Subscription Required. Please recommend JoVE to your librarian.

Discussion

Technieken toe te passen en te meten cellulaire krachten hebben een lange geschiedenis 9. Onze methode werd oorspronkelijk ingegeven door het werk van Dennis Bray, die vroeger glas naalden vergelijkbaar met die van ons met 'slepen' neuronen met een constante snelheid met behulp van een gemotoriseerd hydraulische inrichting 10. Er zijn veel alternatieve middelen van de toepassing van krachten om cellen die onder andere: stappenmotoren 11, 12 magnetische korrels, microfabricated balken 13 en vloeistof stroomt 14. Deze laatste zijn vergelijkbaar met onze aanpak in dat de cellulaire sonde is uiteindelijk gekalibreerd tegen een buiging straal van bekende stijfheid en de mobiele metingen zijn afhankelijk van optische microscopische waarnemingen. In vergelijking met andere benaderingen, het belangrijkste voordeel van onze methode 3 is de mogelijkheid om gelijktijdig toe te passen en krachten meten in de μdyne range gebruik maken van apparatuur (microscopen en micromanipulators) typerend voor life science-afdelingen.

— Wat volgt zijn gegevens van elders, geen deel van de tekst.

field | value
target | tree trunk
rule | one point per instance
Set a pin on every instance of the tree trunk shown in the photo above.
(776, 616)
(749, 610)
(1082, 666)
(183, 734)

Met behulp van deze methoden, de krachten uitgeoefend door neuronale groei kegels als ze vooraf zijn gemeten 15. De mechanische relatie van axonale rek tarief in reactie op de spanning is vastbesloten om een Newtoniaanse vloeistof-achtige stimulus-respons relatie 7 te volgen. De relatieve gevoeligheid van axonen in reactie op de spanning bleek groter te zijn voor centrale hersenen neuronen dan voor perifere neuronen van de kip embryo 2. Intrekken van axonen is ook onderzocht 7. Neuronen met geen bepaald axonen kunnen hun axonale / dendritische polariteit gecontroleerd door de toepassing van mechanische spanning 5. In fibroblasten die GFP-gelabelde actine of tubuline, we direct gevisualiseerd de reactie van het cytoskelet om eenvoudige bevestiging van de naald, alsmede zijn reactie op veranderingen van spanningen 8. Cel bijlagen bij elkaar of substraten zijn getest 1. De voortstuwende krachten van de beweeglijke cellen kunnen worden onderzocht en de aantrekkingskracht van de naderende filipodia zou kunnen worden gemeten 16. De bewegingen weergegeven door het label mitochondria binnen gesleept axonen zijn gebruikt om de model intern transport materiaal (lage snelheid transport) en te bepalen dat de neuronen groeien door geïntercaleerde massa toevoeging over de lengte van de axonale as 6,17.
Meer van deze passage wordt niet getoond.